Drunk or sober, he can be a hippie with a mean streak. He broke off a tour with Stephen Stills without warning and sent him a telegram — “Funny how some things that start spontaneously end that way. Eat a peach, Neil.”

For more, click here.


1 garydsimms   ~  Sep 24, 2012 2:57 pm

Thanks for the link. I've been a fan of Neil for about as long as he's been making music. His genius is his willingness to experiment, not to be bound by custom. It's what maintains his success. (Hmmm, do a sense a subtle critic of a certain manager?)

2 Alex Belth   ~  Sep 24, 2012 3:26 pm

I love this part:

His records don’t sell as much as they used to, but while many of his contemporaries are wanly aping their past, Young takes to the stage surrounded by mystery and expectation.

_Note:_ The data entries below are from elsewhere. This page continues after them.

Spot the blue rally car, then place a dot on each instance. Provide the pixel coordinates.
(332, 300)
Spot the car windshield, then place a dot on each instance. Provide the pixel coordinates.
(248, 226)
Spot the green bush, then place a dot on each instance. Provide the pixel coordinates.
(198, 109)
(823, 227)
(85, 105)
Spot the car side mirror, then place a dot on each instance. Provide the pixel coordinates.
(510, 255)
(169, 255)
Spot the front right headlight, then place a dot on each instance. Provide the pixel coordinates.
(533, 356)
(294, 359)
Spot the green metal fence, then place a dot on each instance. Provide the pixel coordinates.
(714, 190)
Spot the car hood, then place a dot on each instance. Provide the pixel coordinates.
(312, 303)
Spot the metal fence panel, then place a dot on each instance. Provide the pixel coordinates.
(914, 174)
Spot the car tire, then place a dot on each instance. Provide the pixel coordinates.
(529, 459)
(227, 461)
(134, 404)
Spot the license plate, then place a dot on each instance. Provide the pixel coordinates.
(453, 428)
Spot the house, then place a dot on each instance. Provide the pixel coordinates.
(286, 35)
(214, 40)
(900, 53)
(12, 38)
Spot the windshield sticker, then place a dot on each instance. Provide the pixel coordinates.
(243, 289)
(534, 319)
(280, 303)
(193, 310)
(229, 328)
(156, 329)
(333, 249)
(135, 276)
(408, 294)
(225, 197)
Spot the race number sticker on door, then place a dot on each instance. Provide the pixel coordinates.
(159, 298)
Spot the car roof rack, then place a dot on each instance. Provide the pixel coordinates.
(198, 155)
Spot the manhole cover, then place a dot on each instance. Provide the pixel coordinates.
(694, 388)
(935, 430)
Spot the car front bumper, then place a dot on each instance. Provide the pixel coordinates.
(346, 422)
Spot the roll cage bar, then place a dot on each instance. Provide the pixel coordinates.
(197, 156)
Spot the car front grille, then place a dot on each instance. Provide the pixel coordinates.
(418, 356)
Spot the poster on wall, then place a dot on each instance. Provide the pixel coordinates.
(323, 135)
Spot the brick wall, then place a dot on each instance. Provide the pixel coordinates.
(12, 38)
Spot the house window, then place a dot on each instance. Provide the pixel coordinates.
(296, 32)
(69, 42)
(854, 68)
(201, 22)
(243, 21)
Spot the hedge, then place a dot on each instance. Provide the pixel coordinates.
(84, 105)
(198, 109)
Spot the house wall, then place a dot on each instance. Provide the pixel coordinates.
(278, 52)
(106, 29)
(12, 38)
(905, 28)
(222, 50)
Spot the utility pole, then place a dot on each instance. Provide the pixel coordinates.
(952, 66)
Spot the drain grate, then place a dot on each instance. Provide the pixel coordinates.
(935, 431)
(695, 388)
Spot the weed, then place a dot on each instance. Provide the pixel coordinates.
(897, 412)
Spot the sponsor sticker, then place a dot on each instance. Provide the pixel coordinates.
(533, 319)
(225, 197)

And now he’s doing so again on tour with Crazy Horse, a thunderous, messy concoction of a band that has backed him over the years and been a source of constancy amid all the hard turns in his career. “We’ve got two new albums, so we’re not an oldies act, and we’re relevant because we’re playing these new songs, so that gives us something to stand on,” he said.

It’s safe to predict that people will come, critics will rave and a 66-year-old man afflicted with epilepsy and serious back problems (and who has had polio and suffered an aneurysm) will rock hard enough to become a time machine back to when music was ecstatic and ill considered.

Dylan, in a note his manager passed to me, says it’s clear why Young has not tumbled into musical dotage: “An artist like Neil always has the upper hand,” he says. “It’s the pop world that has to make adjustments. All the conventions of the pop world are only temporary and carry no weight. It’s basically two different things that have nothing to do with each other.”